A white wax sculptural element functions within the installation as a point of sensory concentration that challenges the gaze. Inside it converge the accumulated faith of offering candles and the industrial residues of the studio, recalling that purity and devotion coexist with the materiality of everyday life. The viewer’s experience thus moves beyond the visual: bending down, smelling, and approaching its vulnerability transforms perception into an intimate, embodied act. Embedded within its density are sanding blocks used by artists, artisans, and laborers, recovered from other contexts, where the sandpaper operates as a trace of the effort of other bodies, following a protocol of registration with no autobiographical intent.

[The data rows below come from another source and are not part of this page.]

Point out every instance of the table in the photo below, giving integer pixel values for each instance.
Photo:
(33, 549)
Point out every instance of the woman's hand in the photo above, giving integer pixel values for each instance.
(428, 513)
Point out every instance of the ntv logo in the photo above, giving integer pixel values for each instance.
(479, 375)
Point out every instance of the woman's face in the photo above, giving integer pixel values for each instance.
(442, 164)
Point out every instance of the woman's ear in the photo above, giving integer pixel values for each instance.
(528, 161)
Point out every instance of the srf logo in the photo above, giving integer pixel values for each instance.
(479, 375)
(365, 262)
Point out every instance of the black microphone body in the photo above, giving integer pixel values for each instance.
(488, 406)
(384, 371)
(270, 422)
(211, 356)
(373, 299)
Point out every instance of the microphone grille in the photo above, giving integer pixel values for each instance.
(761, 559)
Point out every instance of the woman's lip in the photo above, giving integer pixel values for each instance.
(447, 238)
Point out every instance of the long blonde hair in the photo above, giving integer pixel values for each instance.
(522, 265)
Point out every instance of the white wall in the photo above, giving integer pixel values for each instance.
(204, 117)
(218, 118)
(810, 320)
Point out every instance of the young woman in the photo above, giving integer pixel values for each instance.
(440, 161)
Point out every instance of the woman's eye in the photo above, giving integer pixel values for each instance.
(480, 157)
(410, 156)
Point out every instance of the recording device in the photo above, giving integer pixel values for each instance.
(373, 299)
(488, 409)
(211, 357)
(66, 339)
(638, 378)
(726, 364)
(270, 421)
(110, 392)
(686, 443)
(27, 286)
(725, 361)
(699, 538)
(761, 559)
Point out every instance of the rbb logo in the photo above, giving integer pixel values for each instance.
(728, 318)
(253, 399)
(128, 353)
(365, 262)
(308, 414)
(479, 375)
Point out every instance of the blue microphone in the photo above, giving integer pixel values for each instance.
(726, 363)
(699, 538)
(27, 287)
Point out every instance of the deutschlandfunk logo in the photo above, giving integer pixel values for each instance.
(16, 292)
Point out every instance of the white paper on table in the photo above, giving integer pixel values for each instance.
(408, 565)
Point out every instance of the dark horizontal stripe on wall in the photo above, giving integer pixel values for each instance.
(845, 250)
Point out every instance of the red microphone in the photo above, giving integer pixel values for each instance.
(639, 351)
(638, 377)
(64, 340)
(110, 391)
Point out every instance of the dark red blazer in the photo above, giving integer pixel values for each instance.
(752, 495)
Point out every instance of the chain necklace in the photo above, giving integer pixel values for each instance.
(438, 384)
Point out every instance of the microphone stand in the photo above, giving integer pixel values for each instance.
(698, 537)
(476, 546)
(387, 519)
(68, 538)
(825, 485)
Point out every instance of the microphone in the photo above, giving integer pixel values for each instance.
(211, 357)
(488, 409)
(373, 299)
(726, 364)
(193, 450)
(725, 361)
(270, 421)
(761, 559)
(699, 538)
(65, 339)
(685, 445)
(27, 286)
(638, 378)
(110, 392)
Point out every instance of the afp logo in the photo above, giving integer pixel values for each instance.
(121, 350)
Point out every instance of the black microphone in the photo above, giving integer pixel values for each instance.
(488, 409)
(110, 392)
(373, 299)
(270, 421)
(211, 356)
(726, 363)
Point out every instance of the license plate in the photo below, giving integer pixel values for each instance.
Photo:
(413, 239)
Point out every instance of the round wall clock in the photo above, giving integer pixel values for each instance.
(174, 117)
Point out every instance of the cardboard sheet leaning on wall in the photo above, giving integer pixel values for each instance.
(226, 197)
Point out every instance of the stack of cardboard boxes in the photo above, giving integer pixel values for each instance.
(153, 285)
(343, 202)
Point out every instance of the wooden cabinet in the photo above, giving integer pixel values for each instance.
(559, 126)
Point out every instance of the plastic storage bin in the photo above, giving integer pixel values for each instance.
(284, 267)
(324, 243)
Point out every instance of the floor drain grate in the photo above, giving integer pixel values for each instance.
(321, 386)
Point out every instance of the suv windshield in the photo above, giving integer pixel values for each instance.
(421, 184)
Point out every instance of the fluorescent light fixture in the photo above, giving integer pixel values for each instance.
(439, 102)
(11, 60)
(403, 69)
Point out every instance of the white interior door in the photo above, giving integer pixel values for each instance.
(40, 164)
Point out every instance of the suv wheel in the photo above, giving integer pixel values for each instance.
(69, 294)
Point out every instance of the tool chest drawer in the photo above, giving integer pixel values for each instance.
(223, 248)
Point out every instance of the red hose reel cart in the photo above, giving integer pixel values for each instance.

Despiece. Protocolo de mutación addresses us directly, asking: which memory do we value—the one we consume, or the one we construct with rigor? The audience leaves behind a purely contemplative position to become part of the system, as the effort of moving matter, documentary rigor, and immersive materiality form a body of resistance against a mediated reality. The project thus takes shape as an inner landscape, where floor, surface, and volume articulate an anatomy of residues. Adulteration operates as an analytical methodology applied to the layers of urban reality, intervening in history through theatrical and street advertising, architectural remnants, and administrative protocols, proposing that art can restore the capacity to build one’s own memory, even if inevitably fragmented.



ABOUT THE ARTIST

DANIEL BARRIO (1988, Cuba)

Daniel Barrio (Cienfuegos, Cuba, 1988) is a visual artist whose practice articulates space through painting, understanding the environment as an altered archive open to critical intervention. He studied at the Academy of Fine Arts of Cienfuegos (2004–2008), specializing in painting, and later at the Madrid Film School (ECAM, 2012–2015), where he studied Art Direction. His methodology integrates visual thinking with scenographic narrative.

His trajectory includes solo exhibitions such as La levedad en lo cotidiano (Galería María Porto, Madrid, 2023), Interiores ajenos (PlusArtis, Madrid, 2022), and Tribud (Navel Art, Madrid, 2019), as well as significant group exhibitions including Space is the Landscape (Estudio Show, Madrid, 2024), Winterlinch (Espacio Valverde Gallery, Madrid, 2024), Hiberia (Galería María Porto, Lisbon, 2023), and the traveling exhibition of the La Rioja Young Art Exhibition (2022).

A member of the Resiliencia Collective, his work does not pursue the production of objects but rather the articulation of pictorial devices that generate protocols of resistance against the flow of disposable images. In a context saturated with immediate data, his practice produces traces and archives what must endure, questioning not the meaning of the work itself but the memory the viewer constructs through interaction—thus reclaiming sovereignty over the gaze and inhabiting ruins as a method for understanding the present.